The second question was even easier.


    "To ask the Secretary of State for the Home Department, what representations he has received from the Minister without Portfolio for his MI5 file to be destroyed; and if it is to be destroyed."

One would have thought that these were easy questions to answer. However, it took almost three weeks before the Home Secretary came up with a reply--after I had telephoned his office to remind him I was still waiting. He said:


    "If I receive any representations from individuals about the possible existence of Security Service files, my practice is to explain the approach of the Security Service to destroying files. It is not my practice to give information about any representations from hon. Members or Ministers or from the other sources listed any more than it would be for me to disclose whether the Service holds or has held files on any individuals."--[Official Report, 3 February 1998; Vol. 305, c. 589.]

I would have thought that, if that were the Home Secretary's position, he could have told me so straight away.

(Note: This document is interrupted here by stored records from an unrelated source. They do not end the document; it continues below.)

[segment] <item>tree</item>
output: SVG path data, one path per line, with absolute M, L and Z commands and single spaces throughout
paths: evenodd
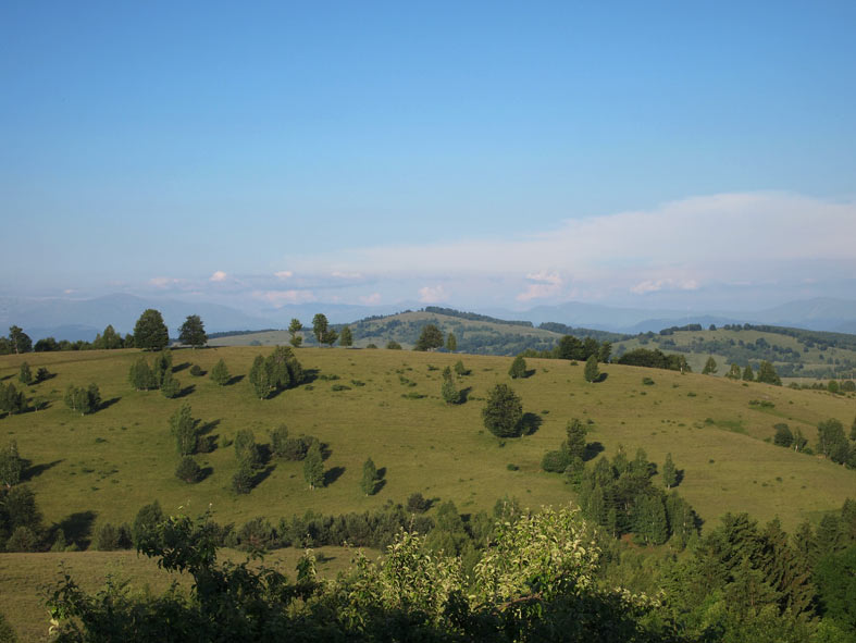
M 662 463 L 662 483 L 666 489 L 671 489 L 678 484 L 678 469 L 672 462 L 672 454 L 666 454 L 666 461 Z
M 178 330 L 178 342 L 194 348 L 201 348 L 208 344 L 206 327 L 198 314 L 189 314 Z
M 520 435 L 523 404 L 510 386 L 496 384 L 487 393 L 482 419 L 485 428 L 497 437 L 516 437 Z
M 597 356 L 593 355 L 585 360 L 585 370 L 583 376 L 586 382 L 597 382 L 600 379 L 600 371 L 597 369 Z
M 350 327 L 345 326 L 342 329 L 342 334 L 339 335 L 339 346 L 353 346 L 353 333 L 350 332 Z
M 566 438 L 562 443 L 562 450 L 568 454 L 568 458 L 580 458 L 585 456 L 585 437 L 588 434 L 588 429 L 579 418 L 574 418 L 568 422 L 565 428 Z
M 776 446 L 783 446 L 789 448 L 794 443 L 794 434 L 791 433 L 791 428 L 784 422 L 779 422 L 776 426 L 776 435 L 772 442 Z
M 849 445 L 841 422 L 832 419 L 817 425 L 817 452 L 840 465 L 847 460 Z
M 379 481 L 380 475 L 377 474 L 377 467 L 375 467 L 372 459 L 369 458 L 362 465 L 362 482 L 360 483 L 360 489 L 362 489 L 362 492 L 367 496 L 373 496 L 377 491 Z
M 776 386 L 782 385 L 782 380 L 779 378 L 779 373 L 776 372 L 776 368 L 767 360 L 764 360 L 758 368 L 758 382 Z
M 15 355 L 33 350 L 33 341 L 18 326 L 9 326 L 9 343 L 12 345 Z
M 297 318 L 291 318 L 291 323 L 288 324 L 288 333 L 290 333 L 291 338 L 288 339 L 288 342 L 295 348 L 297 348 L 298 346 L 300 346 L 300 344 L 303 343 L 303 337 L 297 334 L 302 330 L 303 330 L 303 324 L 300 323 L 300 320 Z
M 321 443 L 313 442 L 303 460 L 303 479 L 309 483 L 309 489 L 324 486 L 324 458 L 321 455 Z
M 13 440 L 0 450 L 0 484 L 10 489 L 21 482 L 24 472 L 24 460 L 17 453 L 17 443 Z
M 231 379 L 232 375 L 228 373 L 226 361 L 221 357 L 214 364 L 214 368 L 211 369 L 211 381 L 220 386 L 225 386 Z
M 197 422 L 190 412 L 190 405 L 183 404 L 170 418 L 170 432 L 175 437 L 175 446 L 181 456 L 196 453 L 199 442 Z
M 273 391 L 271 378 L 264 366 L 264 358 L 261 355 L 257 355 L 252 361 L 249 380 L 259 399 L 264 399 Z
M 508 369 L 508 374 L 512 380 L 526 376 L 526 360 L 522 355 L 518 355 L 514 361 L 511 362 L 511 368 Z
M 443 333 L 434 324 L 422 326 L 413 350 L 433 350 L 443 346 Z
M 21 362 L 21 369 L 17 372 L 17 380 L 26 386 L 33 384 L 33 371 L 29 370 L 29 364 L 25 361 Z
M 163 323 L 163 317 L 153 308 L 148 308 L 134 326 L 134 346 L 144 350 L 163 350 L 169 343 L 170 332 Z
M 315 335 L 315 342 L 319 344 L 322 344 L 324 341 L 327 325 L 327 318 L 324 313 L 319 312 L 312 318 L 312 333 Z
M 443 385 L 439 389 L 443 401 L 446 404 L 458 404 L 461 399 L 460 391 L 455 386 L 455 380 L 451 376 L 451 369 L 446 367 L 443 369 Z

I conclude with three questions. Does the Home Secretary accept that it is of legitimate interest to future historians to know which public figures in politics, trade unionism, business or the media consorted with fascists or communists before or after the second world war? Does he accept that it is important that, if files were improperly held, they should be kept so that the Security Service can be called to account in the future? Above all, does he accept that it is especially important for a Labour Government not to preside over the destruction of files that are likely to show some of their Ministers, hon. Members or supporters in a discreditable light?